El enano suspiró y señaló un banco de piedra en una esquina de la forja. —Siéntate, pues. Hablemos de los detalles.

Mientras tanto…

—Evelyn, ¿puedes oírme? —habló Strax hacia una bola de cristal flotante frente a él, un dispositivo de comunicación mágico que emitía un tenue brillo azul. Estaba en su improvisada oficina, intentando contactar con Evelyn Parker, una alquimista élfica que había conocido hacía tiempo.

Hubo una breve pausa antes de que llegara la respuesta, cargada de su energía habitual: —¿¡S-Strax!? —Su voz sonaba sorprendida, pero rápidamente se desbordó de emoción—. ¡Oh, Strax! ¡¡Ha pasado tanto tiempo!! —Aunque no podía verla directamente, Strax casi podía imaginar la expresión de su rostro: probablemente sus ojos esmeralda brillando de alegría y una amplia sonrisa en su cara.

Él sonrió levemente, recostándose en su silla. —¿Cómo has estado, princesa?

—¡Estoy bien! —respondió Evelyn con entusiasmo—. ¡Las cosas aquí en Sylvandor por fin están mejorando! Los espíritus están más presentes, la energía fluye mejor… ¡parece que el Árbol del Mundo está recuperando poco a poco su vitalidad!

Strax ladeó la cabeza, recordando la vez que ella le había suplicado ayuda para restaurar la Morada del Espíritu. Aunque no había hecho mucho en aquel momento, se sintió genuinamente complacido de oír que las cosas estaban mejorando para ella. —Me alegra oír eso. Siempre has trabajado duro para ayudar a Sylvandor a prosperar de nuevo.

Al otro lado, Evelyn sonaba emocionada. —Gracias, Strax. ¡Siempre sabes qué decir!

Él rio por lo bajo, pero entonces su tono cambió, volviéndose un poco más serio. —Así que…

—¿Ya es hora de crear los homúnculos? —preguntó Evelyn emocionada, su voz elevándose con entusiasmo—. ¡¡He estado esperando esto!!

Strax parpadeó, un poco sorprendido por su expectación. —Ah, ni siquiera he…

—¡No tienes ni idea de lo mucho que he estudiado, Strax! —continuó Evelyn, sus palabras saliendo a borbotones con emoción—. ¡He pasado noches en vela! ¡Descubrí cómo crear piel sintética con una elasticidad perfecta, músculos funcionales e incluso grasa! ¿Sabes lo complicado que es replicar la grasa? ¡Pero lo conseguí! ¡Ah, y hay más! ¡También desarrollé un método para sintetizar sangre, incluso con propiedades mágicas! ¡Imagina lo que podríamos hacer con eso!

Él se rio, levantando las manos en señal de rendición, aunque ella no pudiera verlo. —Cálmate, Evelyn.
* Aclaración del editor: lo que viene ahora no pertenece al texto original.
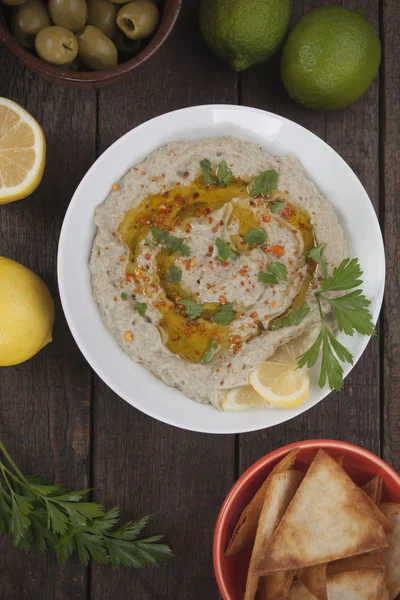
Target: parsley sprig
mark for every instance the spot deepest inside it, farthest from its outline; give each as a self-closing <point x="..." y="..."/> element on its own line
<point x="57" y="520"/>
<point x="352" y="314"/>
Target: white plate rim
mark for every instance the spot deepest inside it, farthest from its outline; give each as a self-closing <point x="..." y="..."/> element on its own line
<point x="81" y="342"/>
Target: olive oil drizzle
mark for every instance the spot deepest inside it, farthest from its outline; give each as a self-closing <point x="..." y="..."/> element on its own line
<point x="179" y="206"/>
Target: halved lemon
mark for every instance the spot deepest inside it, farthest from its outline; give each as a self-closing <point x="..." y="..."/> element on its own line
<point x="242" y="398"/>
<point x="22" y="152"/>
<point x="281" y="383"/>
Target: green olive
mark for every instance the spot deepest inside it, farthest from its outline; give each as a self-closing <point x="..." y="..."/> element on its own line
<point x="12" y="2"/>
<point x="125" y="45"/>
<point x="103" y="14"/>
<point x="138" y="19"/>
<point x="71" y="14"/>
<point x="96" y="50"/>
<point x="27" y="20"/>
<point x="56" y="45"/>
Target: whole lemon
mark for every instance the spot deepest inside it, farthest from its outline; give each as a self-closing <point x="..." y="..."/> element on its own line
<point x="330" y="58"/>
<point x="244" y="32"/>
<point x="26" y="313"/>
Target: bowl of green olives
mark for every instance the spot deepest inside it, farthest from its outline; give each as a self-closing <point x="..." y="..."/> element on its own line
<point x="86" y="43"/>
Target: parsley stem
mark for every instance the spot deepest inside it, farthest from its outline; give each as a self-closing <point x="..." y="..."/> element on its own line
<point x="11" y="462"/>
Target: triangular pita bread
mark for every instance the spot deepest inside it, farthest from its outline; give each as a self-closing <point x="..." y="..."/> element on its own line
<point x="392" y="554"/>
<point x="314" y="579"/>
<point x="245" y="530"/>
<point x="280" y="492"/>
<point x="327" y="519"/>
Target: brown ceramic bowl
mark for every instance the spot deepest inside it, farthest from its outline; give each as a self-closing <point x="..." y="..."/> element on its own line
<point x="92" y="79"/>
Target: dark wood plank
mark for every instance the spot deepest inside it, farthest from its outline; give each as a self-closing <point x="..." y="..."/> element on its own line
<point x="45" y="403"/>
<point x="143" y="465"/>
<point x="391" y="137"/>
<point x="354" y="414"/>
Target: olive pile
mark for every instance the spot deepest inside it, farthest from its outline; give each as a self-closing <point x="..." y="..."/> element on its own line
<point x="80" y="34"/>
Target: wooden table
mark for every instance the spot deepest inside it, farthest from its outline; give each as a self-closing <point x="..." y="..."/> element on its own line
<point x="58" y="419"/>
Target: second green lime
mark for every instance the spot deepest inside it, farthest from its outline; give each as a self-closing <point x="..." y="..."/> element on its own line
<point x="330" y="58"/>
<point x="244" y="32"/>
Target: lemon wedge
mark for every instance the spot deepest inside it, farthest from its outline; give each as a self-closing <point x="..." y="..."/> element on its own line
<point x="22" y="152"/>
<point x="242" y="398"/>
<point x="281" y="383"/>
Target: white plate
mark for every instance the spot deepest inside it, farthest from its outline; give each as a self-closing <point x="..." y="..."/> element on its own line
<point x="279" y="136"/>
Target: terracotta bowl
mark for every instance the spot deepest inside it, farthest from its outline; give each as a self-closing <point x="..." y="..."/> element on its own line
<point x="360" y="464"/>
<point x="92" y="79"/>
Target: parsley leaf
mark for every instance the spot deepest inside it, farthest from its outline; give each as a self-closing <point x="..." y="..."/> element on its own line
<point x="295" y="317"/>
<point x="352" y="315"/>
<point x="210" y="352"/>
<point x="265" y="184"/>
<point x="192" y="309"/>
<point x="225" y="314"/>
<point x="276" y="206"/>
<point x="206" y="170"/>
<point x="255" y="236"/>
<point x="141" y="308"/>
<point x="174" y="274"/>
<point x="224" y="250"/>
<point x="224" y="174"/>
<point x="316" y="255"/>
<point x="275" y="271"/>
<point x="63" y="523"/>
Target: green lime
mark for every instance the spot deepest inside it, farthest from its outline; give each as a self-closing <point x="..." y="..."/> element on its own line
<point x="244" y="32"/>
<point x="330" y="58"/>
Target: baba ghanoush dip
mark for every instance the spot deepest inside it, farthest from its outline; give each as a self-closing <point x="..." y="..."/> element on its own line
<point x="201" y="255"/>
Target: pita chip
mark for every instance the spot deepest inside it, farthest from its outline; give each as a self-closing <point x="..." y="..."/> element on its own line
<point x="314" y="579"/>
<point x="364" y="584"/>
<point x="245" y="530"/>
<point x="276" y="586"/>
<point x="372" y="488"/>
<point x="392" y="554"/>
<point x="327" y="519"/>
<point x="299" y="592"/>
<point x="281" y="490"/>
<point x="374" y="560"/>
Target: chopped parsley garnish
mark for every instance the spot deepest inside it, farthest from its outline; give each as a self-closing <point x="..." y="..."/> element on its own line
<point x="295" y="317"/>
<point x="316" y="255"/>
<point x="173" y="244"/>
<point x="275" y="271"/>
<point x="265" y="184"/>
<point x="224" y="174"/>
<point x="141" y="308"/>
<point x="352" y="315"/>
<point x="224" y="250"/>
<point x="206" y="170"/>
<point x="192" y="309"/>
<point x="225" y="314"/>
<point x="210" y="352"/>
<point x="174" y="274"/>
<point x="255" y="236"/>
<point x="276" y="206"/>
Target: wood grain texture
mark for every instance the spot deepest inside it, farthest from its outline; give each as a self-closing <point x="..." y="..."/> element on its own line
<point x="391" y="165"/>
<point x="146" y="466"/>
<point x="354" y="414"/>
<point x="45" y="402"/>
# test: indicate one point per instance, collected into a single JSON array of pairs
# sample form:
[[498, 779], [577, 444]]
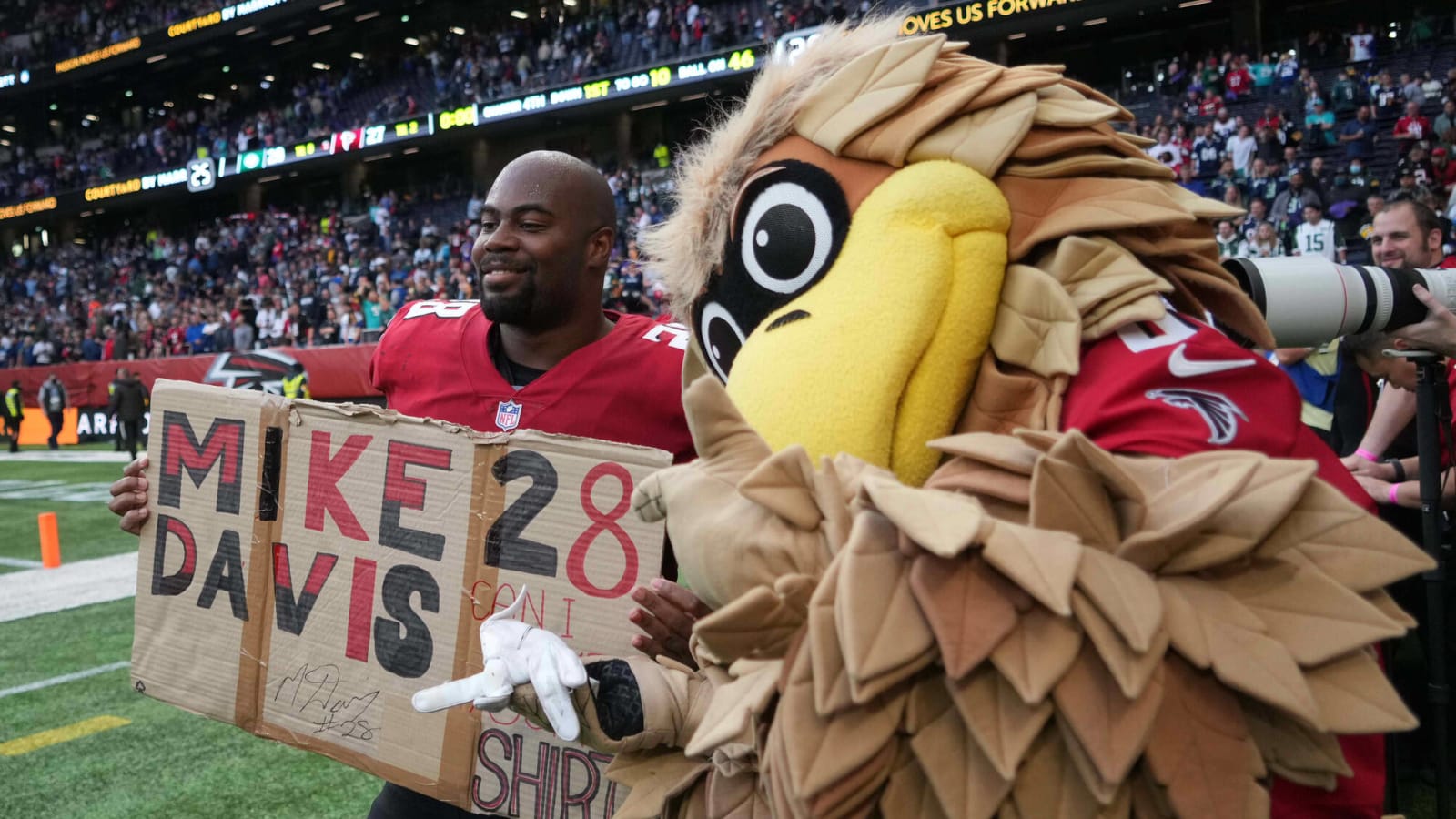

Respira un poco.

Ella se detuvo un segundo y rio nerviosamente. —Ah, lo siento, me dejé llevar un poco otra vez, ¿eh?

—Solo un poco —respondió él, todavía sonriendo—. Pero es bueno saber que estás tan preparada. Esto será esencial para lo que quiero crear.

Evelyn pareció recuperar la concentración. —Entonces, ¿qué tienes en mente exactamente, Strax? He pensado en varias posibilidades para los homúnculos, pero necesito saber los detalles para ajustarlo todo.

—Homúnculos perfectos —dijo con calma, aunque su voz denotaba un aire de ambición—. No simples marionetas con funciones limitadas, sino seres artificiales que se acerquen lo más posible a los humanos, o incluso mejores. Quiero que sean capaces de albergar almas poderosas y usar magia a niveles que ni los mortales comunes pueden alcanzar.

Hubo un breve silencio al otro lado, como si Evelyn estuviera absorbiendo cada palabra.

—Eso es… bastante audaz —dijo finalmente—. Pero creo que es exactamente el tipo de desafío que me encanta. Será complicado, por supuesto, pero con los recursos adecuados y un poco de suerte, podemos lograrlo.

—¿Tienes alguna idea de por dónde empezar? —preguntó Strax, inclinándose ligeramente hacia adelante.

—¡La tengo! Pero primero, necesito ir contigo, ¿dónde estás ahora mismo? —preguntó ella.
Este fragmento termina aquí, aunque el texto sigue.